Recommandation sur la prise en compte de l’étude sur les exportations dans le cadre stratégique de la lutte contre la pauvreté (CSLP).

Considérant que les premières journées du CAPES sur le renforcement des capacités ont permis à travers l’étude sur « exportations, croissance et lutte contre la pauvreté » de mettre en exergue l’importance des exportations dans la lutte contre la pauvreté ;

Considérant la nécessité d’opérationnaliser les travaux scientifiques du CAPES ;

Nous participants aux premières journées du CAPES sur le renforcement des capacités recommandons :

  • Premièrement : qu’un atelier spécifique soit organisé avec le CAPES, le Ministère du Commerce, l’ONAC et les exportateurs pour discuter des recommandations de l’étude « Exportations, croissance et lutte contre la pauvreté » et les moyens de les mettre en œuvre.
  • Deuxièmement : Que l’étude « Exportations, croissance et lutte contre la pauvreté » soit versée aux documents servant à alimenter le cadre stratégique de lutte contre la pauvreté.
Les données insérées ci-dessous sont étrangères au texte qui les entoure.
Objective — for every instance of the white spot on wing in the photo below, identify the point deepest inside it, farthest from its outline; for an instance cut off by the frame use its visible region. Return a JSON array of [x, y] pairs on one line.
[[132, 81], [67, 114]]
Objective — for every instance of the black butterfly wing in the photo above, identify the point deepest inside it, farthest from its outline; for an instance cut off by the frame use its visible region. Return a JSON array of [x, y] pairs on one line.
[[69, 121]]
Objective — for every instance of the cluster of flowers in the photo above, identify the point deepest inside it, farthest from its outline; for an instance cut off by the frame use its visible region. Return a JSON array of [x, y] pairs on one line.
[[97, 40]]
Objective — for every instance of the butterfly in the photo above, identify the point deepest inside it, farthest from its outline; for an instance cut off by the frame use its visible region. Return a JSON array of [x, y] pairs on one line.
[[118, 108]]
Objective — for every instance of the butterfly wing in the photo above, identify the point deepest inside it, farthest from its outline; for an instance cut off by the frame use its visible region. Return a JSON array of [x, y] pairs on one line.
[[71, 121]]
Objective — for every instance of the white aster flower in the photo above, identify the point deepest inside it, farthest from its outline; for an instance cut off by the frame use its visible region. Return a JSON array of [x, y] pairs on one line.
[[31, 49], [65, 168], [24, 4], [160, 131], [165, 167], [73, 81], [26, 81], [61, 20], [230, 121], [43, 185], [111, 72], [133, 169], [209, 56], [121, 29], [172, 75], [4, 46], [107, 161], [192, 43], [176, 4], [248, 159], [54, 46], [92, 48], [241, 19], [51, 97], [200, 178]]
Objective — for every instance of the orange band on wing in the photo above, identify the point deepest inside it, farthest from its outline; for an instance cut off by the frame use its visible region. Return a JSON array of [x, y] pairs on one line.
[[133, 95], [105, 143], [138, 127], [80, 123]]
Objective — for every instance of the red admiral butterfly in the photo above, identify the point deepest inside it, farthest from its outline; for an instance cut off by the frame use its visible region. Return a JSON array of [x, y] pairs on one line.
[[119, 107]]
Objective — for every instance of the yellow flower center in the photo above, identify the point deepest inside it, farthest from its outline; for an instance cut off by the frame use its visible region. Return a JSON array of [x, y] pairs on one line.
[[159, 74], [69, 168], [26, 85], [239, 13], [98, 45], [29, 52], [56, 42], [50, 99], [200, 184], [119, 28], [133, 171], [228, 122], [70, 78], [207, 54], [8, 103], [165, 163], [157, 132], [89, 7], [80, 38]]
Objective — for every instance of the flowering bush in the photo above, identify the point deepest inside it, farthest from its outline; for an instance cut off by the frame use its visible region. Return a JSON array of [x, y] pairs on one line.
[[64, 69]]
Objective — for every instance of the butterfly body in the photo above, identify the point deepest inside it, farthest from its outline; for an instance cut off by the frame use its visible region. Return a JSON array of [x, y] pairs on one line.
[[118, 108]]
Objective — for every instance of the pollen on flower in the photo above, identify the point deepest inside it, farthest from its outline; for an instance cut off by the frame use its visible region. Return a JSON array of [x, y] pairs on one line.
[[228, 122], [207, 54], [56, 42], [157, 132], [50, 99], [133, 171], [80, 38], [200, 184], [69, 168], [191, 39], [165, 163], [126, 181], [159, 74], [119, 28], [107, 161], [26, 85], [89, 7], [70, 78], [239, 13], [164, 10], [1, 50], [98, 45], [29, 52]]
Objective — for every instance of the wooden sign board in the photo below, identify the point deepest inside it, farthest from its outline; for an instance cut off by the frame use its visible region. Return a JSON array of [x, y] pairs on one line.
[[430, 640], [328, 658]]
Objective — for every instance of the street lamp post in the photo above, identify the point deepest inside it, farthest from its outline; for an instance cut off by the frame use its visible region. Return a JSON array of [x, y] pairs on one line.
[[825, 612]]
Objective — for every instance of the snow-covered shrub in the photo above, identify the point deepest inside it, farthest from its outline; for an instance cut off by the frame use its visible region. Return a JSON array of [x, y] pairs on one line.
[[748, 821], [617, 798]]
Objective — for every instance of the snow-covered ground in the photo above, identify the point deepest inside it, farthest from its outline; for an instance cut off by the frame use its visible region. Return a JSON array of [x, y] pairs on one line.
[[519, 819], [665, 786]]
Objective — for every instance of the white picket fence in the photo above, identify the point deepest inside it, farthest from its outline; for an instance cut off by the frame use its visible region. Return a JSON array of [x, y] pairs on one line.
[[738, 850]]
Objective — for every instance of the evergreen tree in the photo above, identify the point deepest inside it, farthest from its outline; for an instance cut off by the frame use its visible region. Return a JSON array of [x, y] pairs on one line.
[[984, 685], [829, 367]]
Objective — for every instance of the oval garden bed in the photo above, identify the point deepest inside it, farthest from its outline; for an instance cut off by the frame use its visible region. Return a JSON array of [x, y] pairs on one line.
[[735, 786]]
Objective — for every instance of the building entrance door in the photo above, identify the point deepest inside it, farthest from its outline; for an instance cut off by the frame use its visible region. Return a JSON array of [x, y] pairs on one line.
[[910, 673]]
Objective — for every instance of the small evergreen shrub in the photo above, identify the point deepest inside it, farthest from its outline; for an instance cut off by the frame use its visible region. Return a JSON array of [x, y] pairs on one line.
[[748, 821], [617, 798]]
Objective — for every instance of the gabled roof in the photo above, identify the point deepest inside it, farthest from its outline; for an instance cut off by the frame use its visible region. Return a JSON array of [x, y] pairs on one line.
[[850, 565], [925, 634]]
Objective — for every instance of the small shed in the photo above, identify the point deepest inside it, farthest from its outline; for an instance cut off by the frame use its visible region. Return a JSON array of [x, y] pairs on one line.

Recommandations sur la prise en compte de la dimension culturelle et environnementale dans le renforcement des capacités.

Considérant la mondialisation et ses effets néfastes sur nos valeurs culturelles ;

Considérant la richesse de nos terroirs en savoir-faire locaux ;

Considérant le caractère endogène de tout processus de développement participatif ;

Les premières journées du CAPES sur le renforcement des capacités tenues les 28 et 29 Avril 2003 à Ouagadougou, recommandent que dans le cadre de l’élaboration de la stratégie nationale de renforcement des capacités il soit pris en compte :

  1. L’enracinement du renforcement des capacités dans les valeurs morales, civiques et culturelles de ces populations ;
  2. La valorisation des savoirs-faires traditionnel ;
  3. La recherche d’une assimilation harmonieuse par ces populations de techniques nouvelles ;
  4. La prise en charge par ces populations elles-mêmes de la gestion des ressources naturelles qui leur incombent.